Ohne dass er es bemerkte, betrachtete ich den Franzosen. Der bequeme Rock, der die kleine Gestalt umschloss, war ebenso kommod wie elegant und akkurat gebügelt. Eine hohe gelbe Halsbinde, ein dunkler Knebelbart, ein ausgebleichter Lockenbausch und eine schalkhafte Miene verliehen dem Kopf das Aussehen eines Irrwisches. Als er die braunen Augen hob, verstummte das Rattern.

Man hörte Fliegen schwirren. Und die lange Nadel der Nähmaschine, die ein Häkchen an der Spitze aufwies, blitzte im Licht.

Das Maßband am Rock flatterte, als er behände wie ein Eichhörnchen vom Podest sauste. Aufgeräumt reichte er mir die Hand: „Wie heißt du?“, fragte er, indem er einen kritischen Blick auf mein armseliges Totenhemd warf.

„Wolfsmehl!“, erwiderte ich.

„Wolfsmehl, ich bin der Barthélemy!“

Aufmunternd fügte er bei: „Bist frisch verstorben, was?“

„Seit fünf Tagen. Gestern war ich am Jüngsten Gericht.“

„Und?“

„Man hielt mich für scheintot. Ich besitze nur eine beschränkte Aufenthaltsgenehmigung.“

Erfreut zog er die Brauen hoch. In freundlichem Tone, in dem Hochachtung für seine Kunden mitschwang, verkündete er: „Als Scheintoter bist du bei mir genau richtig. Ich nähe noch einfädrig im Kettenstich, der hält nicht so lange. Dafür bin ich billiger und originell. Wenn du allerdings den zweifädrigen teuren Steppstich bevorzugst, dann musst du zu Walter Hunt, der hat ihn 1834 in Amerika erfunden. Weißt du, wir teilen uns die Kunden auf in der Stadt. Da gibt es keine Probleme.“

Besitzergreifend nahm er meinen Arm. Mit bedeutender Miene, welche die Wirkung seiner Worte vielsagend vermehrte, forderte er auf: „Was ist, nehmen wir Maß?“

Unsicher antwortete ich: „Gerne, aber ich habe kein Geld in den Taschen.“

Scherzhaft schüttelte er mein Totenhemd: „Ei, das glaub' ich gerne. Weißt du, ich kenne das Gefühl. Als ich 1829 die erste brauchbare Nähmaschine konstruierte und später achtzig davon in einer Kleiderfabrik aufstellte, da musste ich flüchten, weil die Pariser Schneider, die um ihr Einkommen fürchteten, mich sonst gelyncht hätten.
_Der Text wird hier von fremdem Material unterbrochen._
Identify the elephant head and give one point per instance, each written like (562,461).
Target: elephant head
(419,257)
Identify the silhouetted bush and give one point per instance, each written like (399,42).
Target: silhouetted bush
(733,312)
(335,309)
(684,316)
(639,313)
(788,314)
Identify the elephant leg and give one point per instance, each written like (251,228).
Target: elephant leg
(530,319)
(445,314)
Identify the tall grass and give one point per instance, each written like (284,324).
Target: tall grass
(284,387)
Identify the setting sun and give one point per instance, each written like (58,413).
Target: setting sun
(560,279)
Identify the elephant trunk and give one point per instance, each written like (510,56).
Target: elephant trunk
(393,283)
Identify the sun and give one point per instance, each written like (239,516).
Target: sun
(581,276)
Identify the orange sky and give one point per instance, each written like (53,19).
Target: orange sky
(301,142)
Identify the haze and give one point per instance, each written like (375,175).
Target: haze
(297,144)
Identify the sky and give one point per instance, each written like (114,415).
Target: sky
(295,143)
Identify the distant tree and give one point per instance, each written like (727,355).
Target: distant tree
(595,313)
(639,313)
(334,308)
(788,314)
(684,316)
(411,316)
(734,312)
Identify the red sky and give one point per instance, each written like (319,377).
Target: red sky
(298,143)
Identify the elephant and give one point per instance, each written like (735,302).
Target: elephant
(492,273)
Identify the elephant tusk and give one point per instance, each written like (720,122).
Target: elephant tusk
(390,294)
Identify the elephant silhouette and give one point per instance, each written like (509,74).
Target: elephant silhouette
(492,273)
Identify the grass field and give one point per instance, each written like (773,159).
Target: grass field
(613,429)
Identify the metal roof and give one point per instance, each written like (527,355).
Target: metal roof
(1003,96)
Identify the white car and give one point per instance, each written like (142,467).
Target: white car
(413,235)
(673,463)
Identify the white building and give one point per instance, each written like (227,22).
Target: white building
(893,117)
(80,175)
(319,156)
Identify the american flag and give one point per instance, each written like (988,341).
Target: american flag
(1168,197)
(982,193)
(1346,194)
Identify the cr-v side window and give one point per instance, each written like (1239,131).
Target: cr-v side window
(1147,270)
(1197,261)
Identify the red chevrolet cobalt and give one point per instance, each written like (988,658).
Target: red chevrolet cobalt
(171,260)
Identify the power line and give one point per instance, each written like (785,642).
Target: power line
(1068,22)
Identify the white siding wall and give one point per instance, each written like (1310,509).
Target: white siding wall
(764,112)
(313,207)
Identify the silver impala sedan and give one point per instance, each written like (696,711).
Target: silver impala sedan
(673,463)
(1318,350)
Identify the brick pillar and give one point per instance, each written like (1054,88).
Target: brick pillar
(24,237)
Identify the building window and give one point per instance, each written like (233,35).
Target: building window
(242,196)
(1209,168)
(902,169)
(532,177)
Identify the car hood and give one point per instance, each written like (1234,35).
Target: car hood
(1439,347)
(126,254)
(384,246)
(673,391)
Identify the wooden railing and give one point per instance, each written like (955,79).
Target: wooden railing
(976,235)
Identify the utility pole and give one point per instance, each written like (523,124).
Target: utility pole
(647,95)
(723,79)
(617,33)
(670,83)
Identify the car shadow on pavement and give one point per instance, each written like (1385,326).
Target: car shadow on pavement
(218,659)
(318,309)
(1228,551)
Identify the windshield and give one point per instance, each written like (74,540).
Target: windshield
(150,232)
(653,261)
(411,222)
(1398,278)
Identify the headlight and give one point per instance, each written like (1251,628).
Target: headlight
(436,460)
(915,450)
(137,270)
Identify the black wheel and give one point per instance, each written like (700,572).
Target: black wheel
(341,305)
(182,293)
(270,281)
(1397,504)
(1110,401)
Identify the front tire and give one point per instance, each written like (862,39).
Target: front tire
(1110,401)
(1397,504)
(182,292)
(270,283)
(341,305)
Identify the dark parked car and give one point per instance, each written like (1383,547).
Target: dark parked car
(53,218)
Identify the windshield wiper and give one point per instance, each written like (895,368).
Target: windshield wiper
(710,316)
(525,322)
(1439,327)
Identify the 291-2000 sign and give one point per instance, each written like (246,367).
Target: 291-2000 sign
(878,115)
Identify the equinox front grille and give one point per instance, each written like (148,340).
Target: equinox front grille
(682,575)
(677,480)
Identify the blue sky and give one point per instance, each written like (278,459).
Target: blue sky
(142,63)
Völlig verarmt bin ich in England gestorben.“

Schmunzelnd flocht er fort: „Bezahlt wird später, wenn du Rente beziehst, weil dich das Jüngste Gericht für tot erklärt oder du auf der Erde tatsächlich verstirbst.“

Dem wollte ich nicht widersprechen. Willig lief ich ihn gewähren, mich zu vermessen. Kreuz und quer legte er sein Maßband an.

Überzeugt rief er aus: „Sakrament! Du hast eine Figur! Da hab' ich was!“

Augenblicklich schaffte er einen Frack samt Hose, Hemd und Socken herbei. Geübt setzte er die Teile auf dem Schneidertisch zusammen. Stolz verkündete er: „Probier die Tailormade! Sie wird dir gefallen!“

Ich zögerte.

„Aber zieh sie doch an! Sie ist robust wie ein Juwel!“

Noch nie hatte ich etwas Derartiges getragen; höchstens in einem Abenteuerfilm mit Piraten, Grafen und Edelmännern bewundert. Etwas verlegen und schüchtern warf ich einen Blick darauf.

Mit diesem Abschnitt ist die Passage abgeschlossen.